Lokführer-Streik führt zu langen Staus

An Rhein und Ruhr..  Der aktuelle Lokführerstreik, der seit gestern auch in NRW zu erheblichen Beeinträchtigungen führt, könnte recht schnell in die nächste Runde gehen. „Es wird keine weiteren wochenlangen Ultimaten geben“, drohte gestern der GDL-Bezirksvorsitzende Frank Nachtigall.

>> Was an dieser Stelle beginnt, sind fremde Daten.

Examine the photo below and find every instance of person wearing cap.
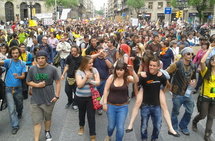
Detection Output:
[26,50,61,141]
[19,43,33,99]
[56,35,71,73]
[39,36,54,64]
[167,47,196,135]
[0,47,26,134]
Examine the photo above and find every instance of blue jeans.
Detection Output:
[107,104,128,141]
[60,58,66,73]
[171,94,194,131]
[96,80,106,96]
[141,105,162,139]
[6,87,23,128]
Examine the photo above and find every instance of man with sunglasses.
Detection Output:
[167,47,196,135]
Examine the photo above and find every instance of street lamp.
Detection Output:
[176,0,188,10]
[28,2,34,20]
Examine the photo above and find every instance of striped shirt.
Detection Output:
[76,68,98,97]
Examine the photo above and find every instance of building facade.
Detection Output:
[107,0,215,23]
[0,0,54,21]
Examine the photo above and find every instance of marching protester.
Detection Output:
[0,47,26,134]
[192,47,215,141]
[103,61,139,141]
[61,46,82,110]
[56,36,71,73]
[167,47,196,136]
[26,50,61,141]
[0,13,215,141]
[75,56,100,141]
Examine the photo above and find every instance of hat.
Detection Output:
[181,47,194,56]
[36,50,48,57]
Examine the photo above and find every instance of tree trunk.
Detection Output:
[135,8,139,18]
[197,10,203,24]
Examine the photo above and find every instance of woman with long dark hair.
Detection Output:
[75,56,100,141]
[192,47,215,141]
[103,61,139,141]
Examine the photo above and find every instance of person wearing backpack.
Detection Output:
[0,47,26,134]
[167,47,196,136]
[79,35,89,53]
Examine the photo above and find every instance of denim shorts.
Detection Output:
[31,103,55,125]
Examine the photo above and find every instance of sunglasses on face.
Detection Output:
[211,58,215,62]
[186,53,194,56]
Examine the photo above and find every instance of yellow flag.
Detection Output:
[32,8,36,16]
[29,20,37,27]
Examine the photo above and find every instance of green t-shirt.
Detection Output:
[18,32,28,43]
[201,68,215,98]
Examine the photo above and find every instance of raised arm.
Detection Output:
[200,47,214,70]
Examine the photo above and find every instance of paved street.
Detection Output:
[0,82,215,141]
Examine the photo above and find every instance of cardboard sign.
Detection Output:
[131,18,139,26]
[29,20,37,27]
[43,19,54,25]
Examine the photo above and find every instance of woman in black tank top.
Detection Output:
[103,61,139,141]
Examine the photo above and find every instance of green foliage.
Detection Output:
[171,0,215,21]
[45,0,79,8]
[126,0,145,9]
[96,10,104,16]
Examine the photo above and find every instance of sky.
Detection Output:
[93,0,107,10]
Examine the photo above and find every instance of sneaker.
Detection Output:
[18,114,22,119]
[104,136,111,141]
[65,103,71,109]
[45,131,52,141]
[90,136,96,141]
[72,105,78,111]
[192,121,198,132]
[11,128,19,135]
[78,126,84,136]
[181,129,190,136]
[98,109,103,115]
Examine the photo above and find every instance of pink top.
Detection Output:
[48,38,59,48]
[193,49,207,65]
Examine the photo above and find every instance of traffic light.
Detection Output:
[176,10,183,18]
[176,11,180,18]
[179,10,184,18]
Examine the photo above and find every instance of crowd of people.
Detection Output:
[0,20,215,141]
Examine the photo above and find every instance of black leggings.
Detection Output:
[76,96,96,136]
[65,80,77,105]
[193,101,215,133]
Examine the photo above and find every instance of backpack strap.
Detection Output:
[4,59,12,82]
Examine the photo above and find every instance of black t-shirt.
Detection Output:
[139,73,166,106]
[66,54,82,78]
[85,46,98,55]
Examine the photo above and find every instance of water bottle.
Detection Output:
[184,85,194,97]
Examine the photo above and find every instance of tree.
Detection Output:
[95,9,104,16]
[45,0,79,8]
[126,0,145,15]
[171,0,215,22]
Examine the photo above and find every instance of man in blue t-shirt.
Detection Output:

Der in der Nacht begonnene Ausstand im Personenverkehr sorgte bei Millionen Fahrgästen für Verdruss. Wie von der Bahn angekündigt, fielen im Fernverkehr zwei von drei Zügen aus. Auch der Regionalverkehr in NRW verzeichnete diese Streichquote. Ein Bahnsprecher sagte der NRZ, dass den Reisenden auch heute voraussichtlich kaum ein besseres Angebot gemacht werden könne. Der Ausstand im Personenverkehr soll um 21 Uhr enden; der Güterverkehr wird bis Freitag bestreikt. Weiterhin können sich Fahrgäste bei der Gratishotline 08000 99 66 33 über den aktuellen Fahrplan informieren.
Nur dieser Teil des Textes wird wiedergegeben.